If you treat the self-links from a node to itself just as markers and not real links, then it sounds like you start off with a set of trees, where information flows to the root of the tree. Even with just one outgoing connection from each node you can still build cycles, so the problem isn't quite clear on this.

A tree of N nodes has N-1 links, so if you have N nodes forming k trees you have N-k links and you want to produce a single tree with N-1 links. To do this you can add pick one of the trees and add k-1 links from the root of every other tree to the root of this tree.

You can also use the count of links and nodes to check for cycles at the start. With k roots (found by looking for nodes pointing to themselves) and N nodes you should have N-k links. If there are cycles hiding somewhere you will have more than N-k links.

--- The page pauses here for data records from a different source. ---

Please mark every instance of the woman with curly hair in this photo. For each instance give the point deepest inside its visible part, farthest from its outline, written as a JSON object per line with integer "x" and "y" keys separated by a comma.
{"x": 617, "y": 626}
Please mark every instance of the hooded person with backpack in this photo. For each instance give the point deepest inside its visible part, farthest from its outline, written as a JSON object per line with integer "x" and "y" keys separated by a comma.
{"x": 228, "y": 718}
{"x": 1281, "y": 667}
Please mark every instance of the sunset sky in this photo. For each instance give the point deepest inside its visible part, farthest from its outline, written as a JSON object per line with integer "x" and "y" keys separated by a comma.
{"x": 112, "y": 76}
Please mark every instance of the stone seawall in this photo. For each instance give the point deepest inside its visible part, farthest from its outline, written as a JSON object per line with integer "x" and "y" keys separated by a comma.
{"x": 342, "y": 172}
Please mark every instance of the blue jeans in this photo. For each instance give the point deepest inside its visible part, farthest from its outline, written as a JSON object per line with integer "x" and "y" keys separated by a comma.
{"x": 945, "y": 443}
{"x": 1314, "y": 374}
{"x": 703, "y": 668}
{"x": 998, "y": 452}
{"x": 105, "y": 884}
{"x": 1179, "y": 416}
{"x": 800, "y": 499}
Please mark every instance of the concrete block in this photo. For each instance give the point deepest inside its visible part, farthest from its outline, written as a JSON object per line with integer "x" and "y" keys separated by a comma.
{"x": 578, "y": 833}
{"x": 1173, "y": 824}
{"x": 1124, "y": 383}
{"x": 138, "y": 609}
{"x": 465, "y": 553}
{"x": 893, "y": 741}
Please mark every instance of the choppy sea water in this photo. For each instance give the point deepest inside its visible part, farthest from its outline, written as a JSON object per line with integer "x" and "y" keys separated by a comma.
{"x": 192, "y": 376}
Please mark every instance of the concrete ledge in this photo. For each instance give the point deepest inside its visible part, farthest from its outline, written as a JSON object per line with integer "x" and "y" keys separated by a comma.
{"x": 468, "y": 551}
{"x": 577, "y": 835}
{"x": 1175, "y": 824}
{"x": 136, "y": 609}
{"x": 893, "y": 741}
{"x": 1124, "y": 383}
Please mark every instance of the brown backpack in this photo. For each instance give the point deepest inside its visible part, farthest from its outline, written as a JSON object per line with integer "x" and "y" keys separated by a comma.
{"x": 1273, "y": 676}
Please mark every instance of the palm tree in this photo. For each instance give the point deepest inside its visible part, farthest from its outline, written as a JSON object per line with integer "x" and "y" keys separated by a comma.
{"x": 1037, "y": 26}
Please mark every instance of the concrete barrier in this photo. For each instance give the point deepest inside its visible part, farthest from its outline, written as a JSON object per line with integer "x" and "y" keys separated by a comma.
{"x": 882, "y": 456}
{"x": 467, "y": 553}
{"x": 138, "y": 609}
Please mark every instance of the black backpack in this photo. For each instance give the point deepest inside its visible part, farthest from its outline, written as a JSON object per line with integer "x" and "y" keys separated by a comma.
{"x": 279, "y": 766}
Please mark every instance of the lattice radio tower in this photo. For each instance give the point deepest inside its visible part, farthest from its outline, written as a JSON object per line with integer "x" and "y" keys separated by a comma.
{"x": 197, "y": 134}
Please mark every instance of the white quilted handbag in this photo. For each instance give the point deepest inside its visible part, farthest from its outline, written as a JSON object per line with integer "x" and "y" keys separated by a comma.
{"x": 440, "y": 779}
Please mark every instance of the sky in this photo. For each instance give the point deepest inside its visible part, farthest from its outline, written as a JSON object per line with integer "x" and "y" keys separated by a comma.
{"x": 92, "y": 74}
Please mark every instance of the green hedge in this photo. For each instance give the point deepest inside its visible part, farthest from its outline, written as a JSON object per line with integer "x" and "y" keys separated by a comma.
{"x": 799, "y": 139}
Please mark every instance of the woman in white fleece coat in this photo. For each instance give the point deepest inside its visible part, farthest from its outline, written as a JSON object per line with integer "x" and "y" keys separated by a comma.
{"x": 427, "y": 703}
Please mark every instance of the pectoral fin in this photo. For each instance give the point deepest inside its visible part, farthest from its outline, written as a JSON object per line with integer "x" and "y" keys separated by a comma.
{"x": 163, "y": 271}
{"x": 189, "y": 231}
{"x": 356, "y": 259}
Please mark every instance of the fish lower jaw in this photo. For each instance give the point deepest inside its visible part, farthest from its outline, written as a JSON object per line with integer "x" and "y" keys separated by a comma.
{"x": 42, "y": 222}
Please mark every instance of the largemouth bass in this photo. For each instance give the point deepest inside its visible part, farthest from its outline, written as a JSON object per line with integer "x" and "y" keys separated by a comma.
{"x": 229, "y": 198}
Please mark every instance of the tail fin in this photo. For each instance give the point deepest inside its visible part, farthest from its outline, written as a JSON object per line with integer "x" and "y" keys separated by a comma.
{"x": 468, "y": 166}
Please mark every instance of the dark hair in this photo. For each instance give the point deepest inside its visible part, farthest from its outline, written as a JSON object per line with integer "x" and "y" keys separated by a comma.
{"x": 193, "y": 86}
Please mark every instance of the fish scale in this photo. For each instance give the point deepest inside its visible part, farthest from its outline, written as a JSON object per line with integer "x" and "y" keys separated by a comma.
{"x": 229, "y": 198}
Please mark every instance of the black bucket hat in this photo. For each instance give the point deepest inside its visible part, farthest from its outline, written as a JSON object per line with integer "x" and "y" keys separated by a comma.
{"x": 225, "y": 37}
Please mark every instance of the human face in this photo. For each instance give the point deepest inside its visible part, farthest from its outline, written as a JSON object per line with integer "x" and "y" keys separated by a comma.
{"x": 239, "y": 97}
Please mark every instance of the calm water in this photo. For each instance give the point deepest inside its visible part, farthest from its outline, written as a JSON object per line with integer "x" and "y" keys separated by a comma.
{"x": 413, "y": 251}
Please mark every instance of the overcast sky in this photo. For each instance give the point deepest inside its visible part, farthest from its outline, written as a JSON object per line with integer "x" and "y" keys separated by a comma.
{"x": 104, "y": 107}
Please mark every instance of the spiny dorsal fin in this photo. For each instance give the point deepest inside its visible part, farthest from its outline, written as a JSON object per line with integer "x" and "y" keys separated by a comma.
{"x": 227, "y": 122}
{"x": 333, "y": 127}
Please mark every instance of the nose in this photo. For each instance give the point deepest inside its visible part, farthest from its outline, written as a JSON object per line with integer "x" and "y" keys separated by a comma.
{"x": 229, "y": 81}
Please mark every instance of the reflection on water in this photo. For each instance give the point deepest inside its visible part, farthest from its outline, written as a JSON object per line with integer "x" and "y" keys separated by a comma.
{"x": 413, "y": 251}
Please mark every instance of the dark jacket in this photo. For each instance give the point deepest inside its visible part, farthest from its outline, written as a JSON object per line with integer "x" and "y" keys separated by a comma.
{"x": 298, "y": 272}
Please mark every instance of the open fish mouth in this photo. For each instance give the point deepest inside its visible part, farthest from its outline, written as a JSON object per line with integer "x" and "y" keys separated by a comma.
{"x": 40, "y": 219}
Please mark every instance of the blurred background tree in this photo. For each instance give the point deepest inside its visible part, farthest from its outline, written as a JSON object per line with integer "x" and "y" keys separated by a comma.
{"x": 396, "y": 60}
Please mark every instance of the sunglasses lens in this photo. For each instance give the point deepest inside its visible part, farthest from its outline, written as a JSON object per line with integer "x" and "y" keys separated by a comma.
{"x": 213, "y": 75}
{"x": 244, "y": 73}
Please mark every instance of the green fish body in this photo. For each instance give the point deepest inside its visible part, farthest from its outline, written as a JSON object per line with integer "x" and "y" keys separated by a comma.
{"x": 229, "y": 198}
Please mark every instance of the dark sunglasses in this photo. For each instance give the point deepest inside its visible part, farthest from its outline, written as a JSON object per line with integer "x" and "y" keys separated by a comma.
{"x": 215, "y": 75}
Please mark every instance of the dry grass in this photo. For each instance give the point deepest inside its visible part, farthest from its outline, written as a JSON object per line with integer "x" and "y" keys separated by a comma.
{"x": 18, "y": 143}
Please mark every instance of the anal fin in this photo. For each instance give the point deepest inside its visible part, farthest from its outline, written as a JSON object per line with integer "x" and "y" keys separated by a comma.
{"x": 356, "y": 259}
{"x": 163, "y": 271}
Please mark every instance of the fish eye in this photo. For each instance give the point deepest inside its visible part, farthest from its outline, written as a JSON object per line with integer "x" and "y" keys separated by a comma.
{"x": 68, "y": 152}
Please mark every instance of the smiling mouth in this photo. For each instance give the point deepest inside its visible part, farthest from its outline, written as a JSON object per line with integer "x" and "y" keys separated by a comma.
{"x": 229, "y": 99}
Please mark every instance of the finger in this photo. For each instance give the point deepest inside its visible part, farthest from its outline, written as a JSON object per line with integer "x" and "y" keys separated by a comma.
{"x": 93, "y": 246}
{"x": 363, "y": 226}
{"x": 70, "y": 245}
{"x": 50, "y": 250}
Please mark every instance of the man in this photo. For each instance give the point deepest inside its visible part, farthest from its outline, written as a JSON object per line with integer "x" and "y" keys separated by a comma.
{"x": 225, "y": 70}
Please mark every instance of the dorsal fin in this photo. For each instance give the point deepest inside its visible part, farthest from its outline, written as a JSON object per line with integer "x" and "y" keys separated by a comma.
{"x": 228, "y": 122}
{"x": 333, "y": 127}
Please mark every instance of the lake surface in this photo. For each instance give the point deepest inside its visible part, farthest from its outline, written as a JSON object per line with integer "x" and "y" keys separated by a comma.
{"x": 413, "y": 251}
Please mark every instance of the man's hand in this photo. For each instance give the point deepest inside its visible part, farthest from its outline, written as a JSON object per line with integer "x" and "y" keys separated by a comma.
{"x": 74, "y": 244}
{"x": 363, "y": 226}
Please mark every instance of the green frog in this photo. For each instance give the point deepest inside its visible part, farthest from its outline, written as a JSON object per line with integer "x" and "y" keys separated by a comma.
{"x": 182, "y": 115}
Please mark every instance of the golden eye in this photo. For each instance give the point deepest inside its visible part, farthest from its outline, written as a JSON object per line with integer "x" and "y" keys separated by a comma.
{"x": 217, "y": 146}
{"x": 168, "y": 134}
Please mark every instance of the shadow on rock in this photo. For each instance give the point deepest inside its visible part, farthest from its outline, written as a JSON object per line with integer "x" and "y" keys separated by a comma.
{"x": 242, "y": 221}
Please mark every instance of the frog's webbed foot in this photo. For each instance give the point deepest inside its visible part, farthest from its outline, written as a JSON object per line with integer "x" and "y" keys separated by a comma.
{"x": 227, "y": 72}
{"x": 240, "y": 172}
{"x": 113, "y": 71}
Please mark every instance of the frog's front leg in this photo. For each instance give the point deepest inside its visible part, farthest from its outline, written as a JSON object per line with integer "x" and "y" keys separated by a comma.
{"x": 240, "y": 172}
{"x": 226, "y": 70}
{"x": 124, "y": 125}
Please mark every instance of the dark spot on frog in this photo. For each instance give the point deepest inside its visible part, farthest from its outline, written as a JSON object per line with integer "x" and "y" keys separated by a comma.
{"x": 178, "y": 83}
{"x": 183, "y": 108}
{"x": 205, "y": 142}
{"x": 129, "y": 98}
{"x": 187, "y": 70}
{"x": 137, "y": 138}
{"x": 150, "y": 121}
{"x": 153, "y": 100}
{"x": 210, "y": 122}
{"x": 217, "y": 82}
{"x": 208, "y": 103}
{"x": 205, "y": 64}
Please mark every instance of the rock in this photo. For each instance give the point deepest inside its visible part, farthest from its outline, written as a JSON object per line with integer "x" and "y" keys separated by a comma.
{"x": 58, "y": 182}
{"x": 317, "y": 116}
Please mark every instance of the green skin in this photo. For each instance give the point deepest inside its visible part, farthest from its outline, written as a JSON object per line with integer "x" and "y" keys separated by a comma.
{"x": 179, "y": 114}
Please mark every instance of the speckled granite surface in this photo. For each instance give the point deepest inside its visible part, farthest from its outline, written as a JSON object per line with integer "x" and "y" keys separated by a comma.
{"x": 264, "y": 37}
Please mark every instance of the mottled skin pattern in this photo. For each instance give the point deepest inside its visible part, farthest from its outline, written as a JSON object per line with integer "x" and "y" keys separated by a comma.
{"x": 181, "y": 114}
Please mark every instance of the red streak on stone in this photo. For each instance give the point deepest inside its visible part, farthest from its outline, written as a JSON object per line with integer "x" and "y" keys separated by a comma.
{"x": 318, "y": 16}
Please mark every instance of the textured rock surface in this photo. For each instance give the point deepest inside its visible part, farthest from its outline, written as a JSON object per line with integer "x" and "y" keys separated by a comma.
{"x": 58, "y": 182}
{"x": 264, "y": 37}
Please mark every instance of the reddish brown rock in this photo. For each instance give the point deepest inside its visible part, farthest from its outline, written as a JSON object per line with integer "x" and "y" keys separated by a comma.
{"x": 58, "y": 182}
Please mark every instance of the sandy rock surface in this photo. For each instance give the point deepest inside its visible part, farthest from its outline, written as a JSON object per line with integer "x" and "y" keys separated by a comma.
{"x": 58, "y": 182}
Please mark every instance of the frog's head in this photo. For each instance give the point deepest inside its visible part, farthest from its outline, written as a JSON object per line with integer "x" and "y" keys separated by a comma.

In the case where you start off with a set of k components which are not necessarily trees, you are still going to need to add at least k-1 new links to link them up. You also need to break any links other than marker links that create cycles. Because each node points to only one other node the only possibilities are trees and forests where the root of what looks like trees are connected by a single cycle. You could find cycles by following links between nodes and remembering which nodes you have already seen. There are only a finite number of nodes so eventually you end up either with a properly marked root, or a node you have seen before on this pass, and you have found a cycle. You can turn a forest ending with a cycle into a proper tree by breaking one of the links on the cycle, with the source of this link becoming the new root.